On June 17, U.S. District Judge Danny Reeves, a George W. Bush appointee, issued a preliminary injunction blocking the rules in Indiana, Kentucky, Ohio, Tennessee, Virginia, and West Virginia. A few weeks later, on July 2, U.S. District Judge John Broomes, another Trump appointee, issued a similar ruling blocking the new Title IX rules in Alaska, Kansas, Utah, and Wyoming.
Broomes’ ruling went further, however, and included a massive list of K-12 schools and universities across the country where the rules would also be blocked. That list came from schools attended by children of the defendants in that lawsuit, Moms for Liberty, and members of the Young America’s Foundation.
On July 11, U.S. District Judge Matthew Kacsmaryk, another Trump appointee, issued another ruling that blocked the Biden Title IX guidance in Texas, Newsweek reported at the time.
On July 24, U.S. District Judge Rodney Sippel, a Clinton appointee, blocked the rules in Arkansas, Iowa, Missouri, Nebraska, North Dakota, and South Dakota.
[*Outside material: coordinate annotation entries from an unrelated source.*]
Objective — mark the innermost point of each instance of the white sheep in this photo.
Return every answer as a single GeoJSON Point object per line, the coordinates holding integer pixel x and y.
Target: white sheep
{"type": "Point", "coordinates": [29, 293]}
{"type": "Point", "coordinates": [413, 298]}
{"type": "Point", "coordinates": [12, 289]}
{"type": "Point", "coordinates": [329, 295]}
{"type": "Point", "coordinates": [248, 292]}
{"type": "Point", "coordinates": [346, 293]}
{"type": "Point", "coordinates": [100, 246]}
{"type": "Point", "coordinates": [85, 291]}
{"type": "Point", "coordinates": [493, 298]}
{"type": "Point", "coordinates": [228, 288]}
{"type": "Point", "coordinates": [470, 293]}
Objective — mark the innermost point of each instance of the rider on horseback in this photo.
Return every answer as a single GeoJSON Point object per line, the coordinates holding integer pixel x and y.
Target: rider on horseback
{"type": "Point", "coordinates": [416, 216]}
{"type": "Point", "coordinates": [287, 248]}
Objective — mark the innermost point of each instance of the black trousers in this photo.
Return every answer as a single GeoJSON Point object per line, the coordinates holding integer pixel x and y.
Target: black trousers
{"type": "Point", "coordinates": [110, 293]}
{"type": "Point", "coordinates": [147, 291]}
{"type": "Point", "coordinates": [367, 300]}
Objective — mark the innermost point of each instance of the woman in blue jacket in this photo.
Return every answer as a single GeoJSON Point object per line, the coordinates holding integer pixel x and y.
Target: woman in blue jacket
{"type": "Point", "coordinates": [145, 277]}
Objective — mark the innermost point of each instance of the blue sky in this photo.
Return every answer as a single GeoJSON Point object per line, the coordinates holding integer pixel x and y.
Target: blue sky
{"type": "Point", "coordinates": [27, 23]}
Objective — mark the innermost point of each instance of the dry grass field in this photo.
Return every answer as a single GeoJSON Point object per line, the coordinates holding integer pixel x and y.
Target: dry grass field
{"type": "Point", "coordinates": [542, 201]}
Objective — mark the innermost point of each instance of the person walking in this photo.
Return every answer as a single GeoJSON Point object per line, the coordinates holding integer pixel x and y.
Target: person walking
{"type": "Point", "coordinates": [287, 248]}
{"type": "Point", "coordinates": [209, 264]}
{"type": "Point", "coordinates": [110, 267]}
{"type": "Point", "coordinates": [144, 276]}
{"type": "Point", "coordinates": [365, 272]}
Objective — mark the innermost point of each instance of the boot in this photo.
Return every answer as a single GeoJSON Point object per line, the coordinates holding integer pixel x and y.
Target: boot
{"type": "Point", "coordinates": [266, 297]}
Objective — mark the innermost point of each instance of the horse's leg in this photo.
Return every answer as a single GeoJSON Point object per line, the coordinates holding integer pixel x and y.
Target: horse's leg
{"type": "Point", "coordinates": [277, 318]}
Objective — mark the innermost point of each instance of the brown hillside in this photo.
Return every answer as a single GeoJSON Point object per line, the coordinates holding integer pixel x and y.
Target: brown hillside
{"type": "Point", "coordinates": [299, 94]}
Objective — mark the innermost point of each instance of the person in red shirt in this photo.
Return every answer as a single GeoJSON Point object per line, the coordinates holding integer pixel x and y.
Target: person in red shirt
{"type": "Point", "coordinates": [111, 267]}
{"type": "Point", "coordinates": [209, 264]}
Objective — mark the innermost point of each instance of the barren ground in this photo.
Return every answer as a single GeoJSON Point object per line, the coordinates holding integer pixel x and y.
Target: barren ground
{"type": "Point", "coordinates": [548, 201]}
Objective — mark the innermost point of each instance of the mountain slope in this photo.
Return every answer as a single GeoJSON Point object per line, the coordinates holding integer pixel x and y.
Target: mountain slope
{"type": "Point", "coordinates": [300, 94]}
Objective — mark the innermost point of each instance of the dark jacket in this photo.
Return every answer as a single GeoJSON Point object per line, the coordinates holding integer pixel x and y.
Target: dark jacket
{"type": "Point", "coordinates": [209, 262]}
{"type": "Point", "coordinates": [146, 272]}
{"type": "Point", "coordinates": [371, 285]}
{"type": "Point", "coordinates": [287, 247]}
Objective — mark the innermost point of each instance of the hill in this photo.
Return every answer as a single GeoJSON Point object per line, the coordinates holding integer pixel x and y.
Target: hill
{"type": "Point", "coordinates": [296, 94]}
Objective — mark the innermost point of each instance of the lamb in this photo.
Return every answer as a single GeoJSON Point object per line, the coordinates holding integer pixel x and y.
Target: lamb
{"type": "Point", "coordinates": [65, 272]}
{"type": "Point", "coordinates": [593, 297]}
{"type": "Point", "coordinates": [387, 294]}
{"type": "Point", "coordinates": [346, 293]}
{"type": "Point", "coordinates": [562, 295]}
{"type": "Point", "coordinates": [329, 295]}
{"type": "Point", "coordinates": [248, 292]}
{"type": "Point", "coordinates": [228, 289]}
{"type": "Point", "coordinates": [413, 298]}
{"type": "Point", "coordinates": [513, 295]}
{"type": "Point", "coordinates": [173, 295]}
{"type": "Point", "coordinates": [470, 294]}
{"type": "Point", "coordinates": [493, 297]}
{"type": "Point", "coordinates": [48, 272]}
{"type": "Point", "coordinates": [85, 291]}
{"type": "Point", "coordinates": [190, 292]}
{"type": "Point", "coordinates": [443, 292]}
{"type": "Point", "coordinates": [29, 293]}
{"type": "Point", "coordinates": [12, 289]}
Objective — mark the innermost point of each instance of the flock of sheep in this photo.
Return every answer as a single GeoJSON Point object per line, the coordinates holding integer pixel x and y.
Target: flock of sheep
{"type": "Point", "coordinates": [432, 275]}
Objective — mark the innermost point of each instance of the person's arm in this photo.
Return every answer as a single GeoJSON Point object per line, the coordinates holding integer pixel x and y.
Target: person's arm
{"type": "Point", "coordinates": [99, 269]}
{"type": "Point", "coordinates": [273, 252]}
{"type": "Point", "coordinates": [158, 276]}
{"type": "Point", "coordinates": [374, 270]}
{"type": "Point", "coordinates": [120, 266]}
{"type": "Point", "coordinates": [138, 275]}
That brought the total number of states where the rules can’t be implemented to 21, and Oklahoma now brings the number to 22.
The Biden administration has argued to at least implement the Title IX guidance that doesn’t include transgender capitulations – such as the provisions regarding reduced due process protections – in the states that have blocked the rules so far, The Hill reported.
In the rulings against the regulations, however, judges have noted that because of the Biden administration’s redefinition of the word “sex” to include gender identity, transgender issues can’t be carved out from the rules as a whole.
“[T]he fact that the definition permeates the entire Rule, the Court concludes that it would be a nearly impossible task to excise the remaining regulations without also eliminating those regulations that involve sex discrimination,” Judge Sippel wrote in his ruling. Other judges wrote similar statements.